地震は怖いだろう。しかし、東京やニューヨークが壊滅するような大地震ならともかく、ウチがちょっと揺れるような奴に観客が心を震わせるような感性を持ち続けているか、って事なのね。
そういう小さい地震が怪獣映画では大事なの。
見せ方でどうにでもなるけど、プロデューサーは文句を言うはずだ。
「もっとさぁ、観客の度肝を抜くような奴にしてよ、どうせ金が掛かるならさぁ」みたいな。
そして。
最も重要なのは、メインターゲットとなる血気盛んな少年たちだ。
彼らのほとんどが人間以外の生物に接していない。牛とか馬とか。いないもんね、周りに。
ゲームの経験値としてのクリーチャーくらいしかいない。あとは座敷犬とかネコとか。
もっと悪い事に、時代が女性メインになってきているので、癒しとか、萌とか、スポーツとか、そういう方向に流れてるのも問題なのだったり。
不潔で荒々しく、体臭がぷんぷんする野性味の、そういうものを避ける傾向に有ったりする。
男は清潔とか気にしちゃいかんよ。怪獣は風呂には入らないから、女の子が好きになる訳無い。女の子が嫌いなものは少年たちが避ける傾向なのが問題だなぁ。
そしてこの不況だ。
ミニチュアセットを組んで着ぐるみの怪獣を暴れさせるのは金も人手も手間も掛かる。
オイラ、CGでも別に構わないと思うが、どうも世のCGクリエイター達は怪獣の魅力を誤解してるようで、待ってても、魅力的な怪獣映画的怪獣は生まれて来そうに無い。
金を掛けないならCGしかない訳なんだけど、監督の言ってる事がCGクリエイターに伝わらないならどうにもならない。
そんな事を考えると、どうやらもう怪獣映画は戻ってこないような気がするな。
幸い、今はご家庭でそれなりのムービーを作ったり出来る時代なので、つたない技術で飢えをしのぐしかあるまい。
つたない技術なので、作った本人しか喜べないような物しか出来ないのがしょうも無い所だが。
時代の流れがそうなら仕方ないな。
元々怪獣道というのは孤独な道だから。

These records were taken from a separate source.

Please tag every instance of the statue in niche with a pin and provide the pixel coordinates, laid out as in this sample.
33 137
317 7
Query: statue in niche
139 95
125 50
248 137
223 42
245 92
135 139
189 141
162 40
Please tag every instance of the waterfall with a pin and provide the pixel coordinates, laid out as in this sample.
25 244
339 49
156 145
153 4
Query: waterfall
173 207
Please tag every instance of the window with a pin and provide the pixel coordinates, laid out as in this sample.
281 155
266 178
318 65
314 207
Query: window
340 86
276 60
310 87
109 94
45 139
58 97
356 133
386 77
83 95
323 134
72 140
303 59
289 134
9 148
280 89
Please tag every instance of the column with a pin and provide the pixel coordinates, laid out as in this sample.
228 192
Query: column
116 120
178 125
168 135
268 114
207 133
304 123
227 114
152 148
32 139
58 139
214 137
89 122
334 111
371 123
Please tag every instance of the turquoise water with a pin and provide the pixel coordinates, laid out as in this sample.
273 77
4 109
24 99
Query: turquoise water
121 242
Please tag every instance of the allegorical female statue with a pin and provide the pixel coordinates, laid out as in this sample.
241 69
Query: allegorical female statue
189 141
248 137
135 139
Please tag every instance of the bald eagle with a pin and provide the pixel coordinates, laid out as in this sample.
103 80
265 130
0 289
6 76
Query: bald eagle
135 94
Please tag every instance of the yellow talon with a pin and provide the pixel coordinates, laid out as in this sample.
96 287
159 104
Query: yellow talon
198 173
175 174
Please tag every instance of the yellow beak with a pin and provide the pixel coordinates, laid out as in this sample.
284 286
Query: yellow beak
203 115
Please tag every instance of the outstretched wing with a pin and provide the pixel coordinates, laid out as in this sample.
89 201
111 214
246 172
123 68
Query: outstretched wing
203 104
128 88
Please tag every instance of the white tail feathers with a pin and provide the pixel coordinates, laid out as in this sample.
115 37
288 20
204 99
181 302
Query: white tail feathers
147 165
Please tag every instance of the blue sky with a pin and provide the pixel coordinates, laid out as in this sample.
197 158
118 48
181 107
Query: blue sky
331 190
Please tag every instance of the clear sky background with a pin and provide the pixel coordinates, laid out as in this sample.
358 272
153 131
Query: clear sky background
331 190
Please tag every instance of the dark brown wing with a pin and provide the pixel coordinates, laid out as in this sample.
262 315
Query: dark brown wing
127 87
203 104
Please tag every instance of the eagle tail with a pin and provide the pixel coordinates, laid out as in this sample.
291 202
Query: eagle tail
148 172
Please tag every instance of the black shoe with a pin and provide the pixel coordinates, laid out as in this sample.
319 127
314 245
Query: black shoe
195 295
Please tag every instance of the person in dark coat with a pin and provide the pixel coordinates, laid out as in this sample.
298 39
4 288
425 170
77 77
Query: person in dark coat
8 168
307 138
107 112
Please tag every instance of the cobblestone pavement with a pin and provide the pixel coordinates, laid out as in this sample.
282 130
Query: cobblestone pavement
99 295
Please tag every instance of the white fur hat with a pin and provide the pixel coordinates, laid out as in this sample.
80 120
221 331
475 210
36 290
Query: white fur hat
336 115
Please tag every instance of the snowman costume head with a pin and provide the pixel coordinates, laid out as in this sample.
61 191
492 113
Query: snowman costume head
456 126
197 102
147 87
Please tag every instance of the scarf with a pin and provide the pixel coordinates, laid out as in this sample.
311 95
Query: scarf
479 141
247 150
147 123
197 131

いいんだけどな。
もう、昔は良かったっていってる奴か、つたない技術で自分を満足させる奴しか残らないのかもしれんよ。
商売じゃないからそれでもいいんだけどな。

|

« 10月02日のココロ日記(BlogPet) | Main | 超神ネイガーVS琉神マブヤー »

Comments

Post a comment



(Not displayed with comment.)




TrackBack


Listed below are links to weblogs that reference 怪獣映画は戻ってこないのか:

« 10月02日のココロ日記(BlogPet) | Main | 超神ネイガーVS琉神マブヤー »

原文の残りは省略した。